West Sussex’s Oracle rollout pushed back again as costs balloon 15 times

Summary

West Sussex County Council has delayed the implementation of Oracle Fusion for HR and payroll to October 2026, pushing the project back another six months. The move comes after expected costs rose from an initial estimate of £2.6m in 2019 to an estimated total of around £41m, and after a series of contractual and governance problems.

The rollout — intended to replace an ageing SAP system — affects more than 20,000 users, including school staff and term-time employees. Funding for the overrun includes capital receipts from asset sales, and previous phases already consumed about £14.07m.

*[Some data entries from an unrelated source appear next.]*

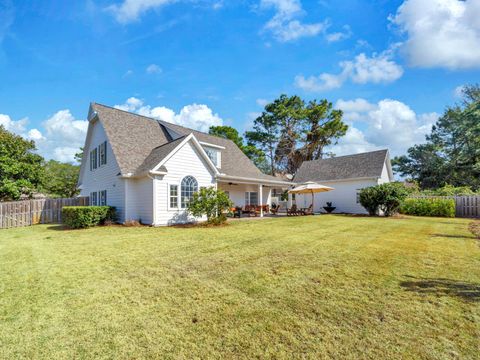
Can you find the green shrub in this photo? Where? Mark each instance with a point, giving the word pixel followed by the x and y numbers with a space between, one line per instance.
pixel 428 207
pixel 78 217
pixel 370 199
pixel 385 197
pixel 210 202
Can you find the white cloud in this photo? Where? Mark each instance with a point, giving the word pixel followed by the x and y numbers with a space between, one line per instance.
pixel 153 69
pixel 262 102
pixel 387 124
pixel 458 92
pixel 195 116
pixel 363 69
pixel 18 126
pixel 441 33
pixel 130 10
pixel 323 82
pixel 285 25
pixel 61 138
pixel 339 36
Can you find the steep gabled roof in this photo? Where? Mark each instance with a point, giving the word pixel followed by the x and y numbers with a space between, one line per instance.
pixel 139 143
pixel 364 165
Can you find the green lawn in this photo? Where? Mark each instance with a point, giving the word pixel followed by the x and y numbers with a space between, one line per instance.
pixel 300 287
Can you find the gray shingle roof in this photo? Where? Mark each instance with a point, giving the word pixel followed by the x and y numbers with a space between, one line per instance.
pixel 139 143
pixel 157 155
pixel 364 165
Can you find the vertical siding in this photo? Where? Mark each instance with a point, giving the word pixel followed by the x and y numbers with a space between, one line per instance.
pixel 186 161
pixel 104 177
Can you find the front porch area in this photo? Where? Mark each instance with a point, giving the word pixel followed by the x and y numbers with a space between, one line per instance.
pixel 253 199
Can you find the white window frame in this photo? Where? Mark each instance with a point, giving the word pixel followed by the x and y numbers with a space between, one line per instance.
pixel 248 198
pixel 102 152
pixel 198 188
pixel 169 196
pixel 102 198
pixel 93 195
pixel 93 159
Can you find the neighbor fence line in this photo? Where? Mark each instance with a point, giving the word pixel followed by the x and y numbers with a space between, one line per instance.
pixel 37 211
pixel 467 206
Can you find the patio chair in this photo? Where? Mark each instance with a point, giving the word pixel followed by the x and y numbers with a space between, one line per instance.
pixel 275 210
pixel 293 211
pixel 309 210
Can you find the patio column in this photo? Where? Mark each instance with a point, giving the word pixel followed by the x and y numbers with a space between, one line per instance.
pixel 260 196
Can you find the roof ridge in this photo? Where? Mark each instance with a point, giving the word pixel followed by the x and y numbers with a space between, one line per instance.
pixel 349 155
pixel 157 120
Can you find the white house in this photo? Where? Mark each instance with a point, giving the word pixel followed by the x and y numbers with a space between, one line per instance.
pixel 149 169
pixel 347 175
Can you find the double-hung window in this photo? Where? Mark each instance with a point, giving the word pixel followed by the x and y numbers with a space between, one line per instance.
pixel 93 159
pixel 102 151
pixel 251 198
pixel 102 197
pixel 173 196
pixel 93 199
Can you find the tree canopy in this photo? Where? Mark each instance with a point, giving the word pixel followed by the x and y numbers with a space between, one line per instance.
pixel 21 169
pixel 61 179
pixel 289 131
pixel 451 154
pixel 255 154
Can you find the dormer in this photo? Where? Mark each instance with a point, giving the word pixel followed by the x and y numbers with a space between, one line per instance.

The current approved completion budget is roughly £27.048m.

Key Points

  • Original 2019 estimate: £2.6m; present total estimated cost: ~£41m (about 15× the original).
  • Go-live for HR/payroll moved from April 2026 to October 2026; project was originally due in 2021.
  • The programme impacts over 20,000 users — payroll accuracy and stability for schools is a key concern.
  • Funding includes capital receipts from asset sales; planned receipts for 2025/26 rise to £12m (from £4m the year prior).
  • DXC was the systems integrator; its contract was terminated in Sept 2023 after being paid ~£6.6m (≈50% above original contract price).
  • Auditors (EY) highlighted weaknesses in budgeting, governance and risk management for the programme.
  • Cost breakdown cited by the council: £14.07m already spent in earlier phases + £27.048m approved to finish the programme.

Context and relevance

This is a notable example of a large local-authority IT transformation running into classic ERP pitfalls: escalating scope and cost, supplier issues, weak governance, and reliance on one-off funding sources such as asset sales. For those tracking public-sector IT, procurement reform, or risk in ERP migrations, West Sussex is a cautionary case study — especially given the direct impact on payroll for school staff and other term-time employees.

Why should I read this?

Short answer: if you care about public money, payrolls or how big IT projects go sideways, this is worth a skim. It’s a neat, painful snapshot of how an ERP swap can balloon — and who ends up holding the bill (spoiler: the council and taxpayers).